Coloqué el cuerpo boca arriba, traté de extenderle los cuatro miembros, pero ya se encontraba en rígor mortis, imposible. No me vestí de nuevo, iba a ser más trabajo, más sangre para quitar, en cambio, así empeloto todo se iría de nuevo por el sifón.

Lo miré, había sido la oreja derecha. Pobre, en definitiva, pobre y sin suerte a colmo de males; así como muchos hombres. Sin embargo no sentía nada de lastima por él.

Me miraba, los ojos estáticos, y de nuevo, el maldito asexual bello del sueño confuso apareció en mi cabeza. Se parecía al cadáver, por su silencio, por su cara en pause, sólo le faltaba el manto púrpura en lugar del ordinario pedazo de tela gris cubre metal. Busqué absurdo, aturdido, en cada armario de la casa, algo del color morado. Nada, nada, ¡malditas viejas de la familia!
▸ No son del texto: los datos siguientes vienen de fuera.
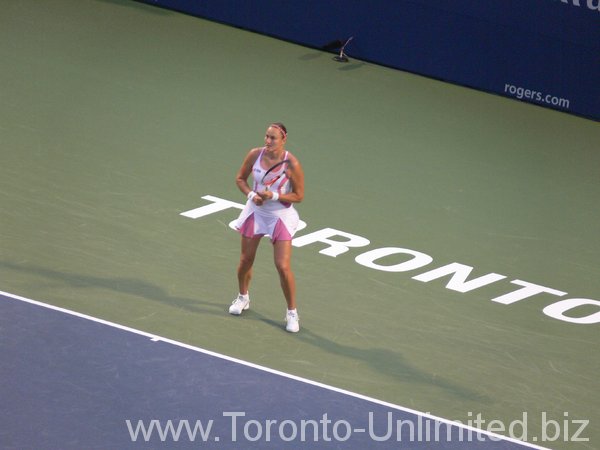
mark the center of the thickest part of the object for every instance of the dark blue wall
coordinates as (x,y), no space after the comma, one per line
(549,47)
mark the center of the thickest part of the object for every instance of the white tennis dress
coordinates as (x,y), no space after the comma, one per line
(276,219)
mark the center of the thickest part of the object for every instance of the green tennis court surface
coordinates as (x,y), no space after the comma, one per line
(116,117)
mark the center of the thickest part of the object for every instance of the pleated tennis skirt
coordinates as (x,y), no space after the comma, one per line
(279,224)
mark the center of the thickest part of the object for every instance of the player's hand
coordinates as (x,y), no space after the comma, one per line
(264,195)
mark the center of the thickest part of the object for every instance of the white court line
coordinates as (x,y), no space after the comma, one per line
(155,338)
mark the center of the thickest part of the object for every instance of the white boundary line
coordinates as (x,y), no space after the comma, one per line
(154,337)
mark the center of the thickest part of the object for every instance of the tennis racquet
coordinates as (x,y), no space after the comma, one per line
(269,178)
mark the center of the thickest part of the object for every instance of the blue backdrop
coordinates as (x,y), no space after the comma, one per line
(545,52)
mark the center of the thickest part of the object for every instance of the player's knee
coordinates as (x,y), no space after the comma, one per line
(283,267)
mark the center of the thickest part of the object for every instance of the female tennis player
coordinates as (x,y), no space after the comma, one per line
(278,183)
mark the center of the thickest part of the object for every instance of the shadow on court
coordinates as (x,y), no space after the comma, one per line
(386,362)
(130,286)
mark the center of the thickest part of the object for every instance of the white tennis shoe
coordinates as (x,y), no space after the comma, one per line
(292,322)
(240,304)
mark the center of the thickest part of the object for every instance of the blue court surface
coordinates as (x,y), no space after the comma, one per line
(71,381)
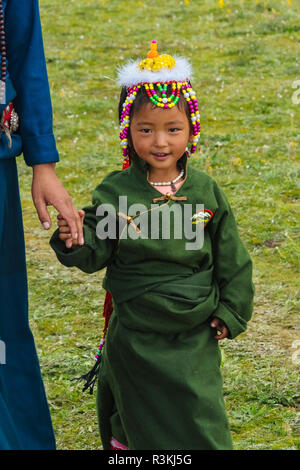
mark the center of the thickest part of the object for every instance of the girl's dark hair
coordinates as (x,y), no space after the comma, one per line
(141,100)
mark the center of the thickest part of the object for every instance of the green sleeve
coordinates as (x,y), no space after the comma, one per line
(96,253)
(232,269)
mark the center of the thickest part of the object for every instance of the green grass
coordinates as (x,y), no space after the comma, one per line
(245,61)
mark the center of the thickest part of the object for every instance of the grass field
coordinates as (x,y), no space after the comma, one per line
(245,56)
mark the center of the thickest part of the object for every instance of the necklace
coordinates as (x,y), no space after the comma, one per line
(3,55)
(169,183)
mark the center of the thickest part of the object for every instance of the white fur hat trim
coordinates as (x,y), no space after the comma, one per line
(130,74)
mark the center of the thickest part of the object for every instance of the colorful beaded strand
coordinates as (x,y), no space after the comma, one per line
(3,55)
(164,102)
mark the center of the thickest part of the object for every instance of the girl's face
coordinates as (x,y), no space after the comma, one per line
(160,136)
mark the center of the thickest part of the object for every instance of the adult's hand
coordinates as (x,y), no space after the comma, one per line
(47,190)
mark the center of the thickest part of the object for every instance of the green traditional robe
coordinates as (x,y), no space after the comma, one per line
(160,385)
Ninguna tenía ni siquiera unos calzones morados, una pañoleta, algo, nada.

Yo tenía que poner ese cuerpo inerte sobre ese color, debía hacerlo, me imaginé el contraste de la muerte y la vida, como una posible oportunidad de combinarlas, y aún mejor, únicamente en mi cabeza, para mí. El cuerpo muerto sobre el color vivo del ángel, ¡perfecto! Me asomé por la terraza, era domingo y a esa hora de la mañana, pude concluir que la población colindante o estaba pasando una mañana de guayabo, o estaba rezándole a un muñeco de yeso, ¡aleluya!

Así sin ningún problema de pudor ajeno por mi desnudez salté a otra terraza donde sí encontré prendas púrpura: dos faldas largas. Robadas, ¿qué se pondrán las ancianitas el próximo domingo para que cuando se arrodillen no se les vean las concupiscencias?

Me dispuse a cortar las faldas por la mitad, quedaron extendidas a modo de “mantel” en el suelo. Acosté el cuerpo y sentí felicidad. Enfermo carnicero jugando con ángeles, colores sagrados y armamento quita partes.

Deslumbrante el cuadro que pinté esa mañana de oraciones foráneas, me encantó. El contraste con la piel pálida, rugosa, sobresalía el color del piso. Y en el fondo de mi obra, yo Dalí, yo cirujano, yo El Hacedor, yo el Diablo.

Arrastré la motosierra, la prendí y excitado comencé por la nariz, la oreja izquierda, los miembros inferiores, superiores; descanso, es muy duro cortar carne de cerdo.